I am also expecting that I would earn some money on the side in a 1099 capacity after my retirement date, although I am not counting on it. Of course, if I have all the free time in the world, chances are I could write a book on dividend investing, start a stock picking paid service, create and run a low cost dividend mutual fund or start a TV show on dividend investing ( to name a few possible items). Or I could get really bored and start advising persons on financial and tax matters for a fee. This extra income however, would not be spent but merely end up accumulating. Since I would consider myself retired, and already have dividends covering my income, this would mean that some of my assets would need to be put in a tax deferred account today. Otherwise, I would be drowning in cash, and would be paying too much to the tax person for years. For example, if I make $24,000 in annual dividend income, and $24,000 in contracting income, but only need $24,000 to live on, I am essentially earning too much. If I made the dividends in a tax-deferred account, I could therefore choose to withdraw them as I please (or as I need the money to live on). It doesn’t make sense to pay taxes for dividend income I am not using, especially if it is in a taxable account. In a tax-deferred account, the money will compound tax-free for decades.

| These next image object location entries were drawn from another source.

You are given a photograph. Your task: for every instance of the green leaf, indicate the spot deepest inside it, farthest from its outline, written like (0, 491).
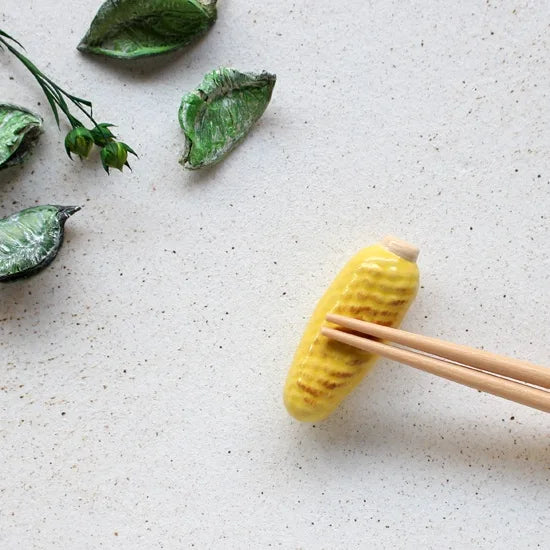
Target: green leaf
(218, 115)
(128, 29)
(19, 130)
(31, 239)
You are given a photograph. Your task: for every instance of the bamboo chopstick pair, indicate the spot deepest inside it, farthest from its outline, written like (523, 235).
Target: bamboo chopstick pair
(511, 379)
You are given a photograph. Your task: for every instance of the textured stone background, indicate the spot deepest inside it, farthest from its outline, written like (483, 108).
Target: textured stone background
(141, 373)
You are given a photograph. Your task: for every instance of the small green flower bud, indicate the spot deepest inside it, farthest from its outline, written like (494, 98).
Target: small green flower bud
(79, 141)
(115, 155)
(102, 135)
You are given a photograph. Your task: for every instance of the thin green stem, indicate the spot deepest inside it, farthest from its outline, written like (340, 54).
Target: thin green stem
(53, 92)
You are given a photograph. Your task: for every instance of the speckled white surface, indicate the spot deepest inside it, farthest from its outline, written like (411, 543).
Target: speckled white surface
(142, 372)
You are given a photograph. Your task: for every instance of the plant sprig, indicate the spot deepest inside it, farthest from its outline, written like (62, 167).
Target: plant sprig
(80, 140)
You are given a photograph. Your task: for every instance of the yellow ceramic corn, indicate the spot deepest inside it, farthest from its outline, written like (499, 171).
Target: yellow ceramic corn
(378, 285)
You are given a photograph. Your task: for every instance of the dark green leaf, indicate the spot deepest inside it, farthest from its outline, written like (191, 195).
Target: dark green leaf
(30, 239)
(19, 130)
(219, 114)
(128, 29)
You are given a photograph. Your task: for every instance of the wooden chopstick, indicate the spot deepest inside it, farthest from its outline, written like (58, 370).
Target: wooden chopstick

Therefore, the optimistic scenario is that I max out contributions and keep the 401 (k), Sep IRA and Roth IRA to compound tax-free for several decades. If I do not make too much money from dividends and side hustles once I retire, but enough to live on, I would start rolling over portions of my 401 (k) into a Roth IRA. I would try not to pay more than a 15% tax on that rollover. I expect that within 3 – 4 years after retirement, I should be able complete the conversion process. After that, I might also consider rolling any IRA and Sep IRA accounts over to Roth, depending on balances and my tax situation.
However, if I end up making too much from my dividend stocks and side hustles, I would likely have to simply roll those 401 (k) amounts into a regular IRA, and slowly convert it into a portfolio of dividend paying stocks. I expect it to compound tax-free for several decades, until I reach the age of 70.50 years old and have to take required minimum distributions. Since I have several decades before I hit that age, this could potentially be a large tax hit. Of course, I would much rather use any trick under my sleeve to accumulate as much cash as I can to generate as much dividend income, in order to achieve my goals of retiring early. The trade-offs are well worth it.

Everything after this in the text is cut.